Oui, on en a parlé. Ce qu’il a dit, c’est que ces suspensions ou retraits ne visent que les situations graves : des sanctions disciplinaires, des cas où le visa a été retiré, mais où des médecins continuent à exercer en se basant uniquement sur leur numéro Inami. Il ne s’agit pas du tout de cibler ceux qui travaillent beaucoup ou qui facturent trop. L’idée, c’est de bétonner juridiquement des mesures déjà prises, pas d’en inventer de nouvelles. C’est un point important qu’on va intégrer dans nos propositions. Il faut que les sanctions soient limitées aux cas où il y a vraiment un danger pour les patients.
Un autre sujet sensible : le financement des syndicats en fonction du taux de conventionnement. Vous y êtes opposé ?
Évidemment. C’est une ligne rouge pour nous. On ne peut pas être à la fois juge et partie. Si notre financement dépend du nombre de médecins conventionnés, on se retrouverait sous pression pour convaincre nos membres de se conventionner. Or, notre rôle, c’est justement de les représenter librement, sans subir d’influence. On doit rester neutres et indépendants, même si l’État nous verse un financement. C’est une question de principe.
Et que pensez-vous des tarifs indicatifs ?
C’est un sujet plus nuancé. Les suppléments d’honoraires, aujourd’hui, posent problème. Certains abusent, c’est un fait. Donc avoir des repères indicatifs, des balises, pourquoi pas. Mais cela doit être manié avec prudence. Il ne faut pas que cela devienne une manière détournée de fixer des plafonds rigides. Il y a des situations très diverses selon les spécialités, les régions, les contextes d’exercice. Bref, je ne suis ni pour ni contre de manière absolue, mais je pense qu’il faut garder une marge de souplesse.
Un dernier mot sur l’état d’esprit général ?

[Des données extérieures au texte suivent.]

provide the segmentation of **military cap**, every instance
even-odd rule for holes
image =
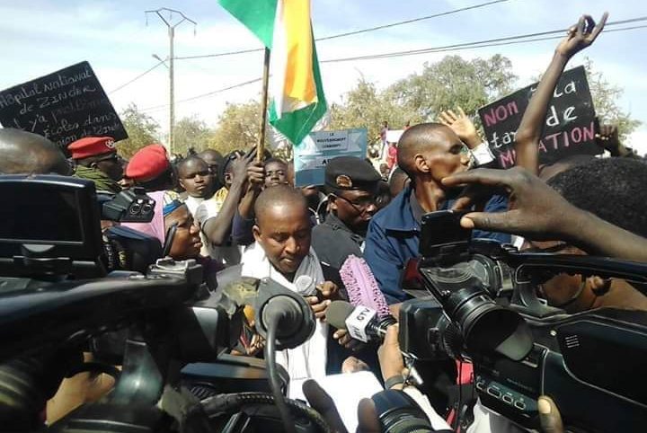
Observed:
[[[382,179],[368,161],[357,156],[337,156],[325,167],[325,185],[337,190],[373,190]]]

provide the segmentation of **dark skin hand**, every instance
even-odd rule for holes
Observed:
[[[265,166],[255,161],[247,166],[247,191],[238,205],[238,213],[244,219],[253,217],[253,205],[265,184]]]
[[[518,166],[533,174],[539,172],[539,139],[557,82],[571,57],[591,45],[598,38],[607,17],[608,13],[605,13],[596,25],[589,15],[582,15],[578,23],[569,29],[566,38],[555,49],[553,60],[530,99],[517,129],[515,150]]]
[[[339,288],[332,281],[324,281],[317,286],[316,289],[321,292],[321,297],[323,299],[319,300],[317,296],[307,296],[306,297],[306,301],[313,309],[315,317],[325,322],[326,309],[328,308],[328,305],[331,305],[332,299],[339,298]]]
[[[442,111],[439,116],[439,122],[451,128],[458,136],[458,138],[467,145],[467,147],[474,149],[481,144],[481,137],[476,131],[476,127],[463,111],[462,108],[457,107],[457,115],[451,110]]]
[[[472,212],[461,218],[465,228],[519,234],[534,241],[566,241],[593,255],[647,262],[647,239],[575,208],[527,171],[476,169],[442,180],[446,186],[466,186],[455,210],[471,209],[492,194],[507,192],[510,210]]]
[[[253,163],[254,156],[255,154],[250,153],[232,162],[234,181],[229,193],[217,216],[208,219],[202,225],[202,232],[215,245],[222,245],[229,238],[234,215],[247,182],[247,168]]]
[[[387,341],[388,340],[388,341]],[[382,373],[389,375],[402,373],[402,353],[397,342],[397,326],[388,328],[385,343],[380,347],[379,358]],[[386,377],[385,377],[386,379]],[[399,389],[399,388],[398,388]],[[314,380],[303,384],[303,393],[313,409],[317,411],[334,432],[347,433],[346,426],[337,411],[334,401]],[[562,417],[553,400],[542,395],[538,399],[539,420],[544,433],[564,433]],[[362,399],[358,406],[358,433],[380,433],[382,426],[371,399]]]

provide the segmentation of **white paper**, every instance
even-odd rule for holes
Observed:
[[[348,431],[357,429],[357,408],[359,401],[371,398],[376,393],[384,390],[377,378],[369,371],[331,375],[323,380],[318,380],[317,383],[335,402],[337,411]],[[290,392],[296,394],[296,388],[290,386]],[[306,400],[305,397],[300,398]]]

Je dirais qu’il y a une prise de conscience partagée : il faut avancer, il faut clarifier, il faut réformer. Mais il faut le faire en respectant les spécificités de notre métier. Ce n’est pas en alignant tous les professionnels de santé sur un seul modèle qu’on va résoudre les problèmes d’accessibilité. Ce qu’il faut, c’est du dialogue, de la clarté, et un cadre stable. Et à ce stade, je dirais qu’il y a encore beaucoup de travail.